I have an intuition that I find helpful to understand covariance and contravariance. Note that this is not a strict definition though. The intuition is following:

  1. if some class only outputs values of the type A, which is the same as saying that the users of the class can only read values of the type A from the class, it is covariant in the type A
  2. if some class only takes values of the type A as inputs, which is the same as saying that the users of the class can only write values of the type A to the class, it is contravariant in the type A

For a simple example consider two interfaces Producer[A] and Consumer[A]:

trait Producer[A] {
   def produce():A
}

trait Consumer[A] {
   def consume(value:A):Unit
}

One just outputs values of type A (so you "read" A from Producer[A]) while the other accepts them as a parameter (so you "write" A to the Producer[A]).

Now consider method connect:

def connect[A](producer:Producer[A], consumer:Consumer[A]): Unit = {
  val value = producer.produce()
  consumer.consume(value)
}

If you think for a moment this connect is not written in the most generic way. Consider types hierarchy Parent <: Main <: Child.

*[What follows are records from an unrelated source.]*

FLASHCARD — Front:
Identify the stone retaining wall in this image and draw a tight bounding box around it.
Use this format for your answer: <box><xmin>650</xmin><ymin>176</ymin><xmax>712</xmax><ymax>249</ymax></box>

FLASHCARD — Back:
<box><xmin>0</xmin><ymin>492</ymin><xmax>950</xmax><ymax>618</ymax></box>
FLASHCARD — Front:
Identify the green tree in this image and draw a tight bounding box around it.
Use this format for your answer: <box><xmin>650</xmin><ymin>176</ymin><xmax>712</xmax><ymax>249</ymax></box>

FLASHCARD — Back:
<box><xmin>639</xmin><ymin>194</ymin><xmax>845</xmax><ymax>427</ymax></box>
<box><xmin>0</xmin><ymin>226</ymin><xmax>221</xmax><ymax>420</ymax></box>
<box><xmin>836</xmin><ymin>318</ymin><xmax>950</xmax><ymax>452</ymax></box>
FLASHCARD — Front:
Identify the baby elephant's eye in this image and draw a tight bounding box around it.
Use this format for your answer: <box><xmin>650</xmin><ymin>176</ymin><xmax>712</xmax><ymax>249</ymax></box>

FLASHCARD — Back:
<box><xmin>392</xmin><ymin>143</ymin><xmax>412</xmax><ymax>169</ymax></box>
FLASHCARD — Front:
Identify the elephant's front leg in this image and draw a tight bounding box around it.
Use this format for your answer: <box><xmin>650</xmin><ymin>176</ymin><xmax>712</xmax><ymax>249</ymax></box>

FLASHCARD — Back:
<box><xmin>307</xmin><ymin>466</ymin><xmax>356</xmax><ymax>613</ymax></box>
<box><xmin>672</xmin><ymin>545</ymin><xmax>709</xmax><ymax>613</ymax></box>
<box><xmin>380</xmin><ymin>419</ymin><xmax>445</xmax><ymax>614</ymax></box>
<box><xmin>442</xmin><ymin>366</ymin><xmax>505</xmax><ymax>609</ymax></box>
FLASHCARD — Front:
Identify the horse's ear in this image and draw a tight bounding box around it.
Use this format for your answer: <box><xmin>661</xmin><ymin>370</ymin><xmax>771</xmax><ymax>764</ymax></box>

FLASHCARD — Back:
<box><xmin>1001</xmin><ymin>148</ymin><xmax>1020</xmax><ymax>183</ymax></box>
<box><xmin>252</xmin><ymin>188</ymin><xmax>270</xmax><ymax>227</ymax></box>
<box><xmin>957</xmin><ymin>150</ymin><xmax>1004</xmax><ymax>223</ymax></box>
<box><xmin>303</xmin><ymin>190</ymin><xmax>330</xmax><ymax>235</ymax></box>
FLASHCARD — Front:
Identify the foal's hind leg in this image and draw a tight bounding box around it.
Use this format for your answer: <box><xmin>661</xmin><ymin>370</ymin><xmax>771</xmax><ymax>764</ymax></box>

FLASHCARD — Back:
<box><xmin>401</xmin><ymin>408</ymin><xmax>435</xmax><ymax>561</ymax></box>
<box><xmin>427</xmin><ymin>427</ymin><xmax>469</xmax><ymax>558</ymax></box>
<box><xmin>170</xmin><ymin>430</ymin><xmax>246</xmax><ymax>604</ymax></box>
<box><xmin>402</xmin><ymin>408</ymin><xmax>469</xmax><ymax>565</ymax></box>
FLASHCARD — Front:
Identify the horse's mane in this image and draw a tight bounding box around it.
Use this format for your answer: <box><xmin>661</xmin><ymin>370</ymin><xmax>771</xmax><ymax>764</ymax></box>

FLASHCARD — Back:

  1. For a fixed Consumer[Main] it can process both Main and Child because any Child is actually Main. So Consumer[Main] can be safely connected to both Producer[Main] and Producer[Child].
  2. Now consider fixed Producer[Main]. It produces Main. Which Consumers can handle that? Obviously Consumer[Main] and Consumer[Base] because every Main is Base. However Consumer[Child] can't safely handle that because not every Main is Child

So one solution to creating the most generic connect would be to write it like this:

def connect[A <: B, B](producer:Producer[A], consumer:Consumer[B]): Unit = {
  val value = producer.produce()
  consumer.consume(value)
}

In other words, we explicitly say that there are two different generic types A and B and one is a parent of another.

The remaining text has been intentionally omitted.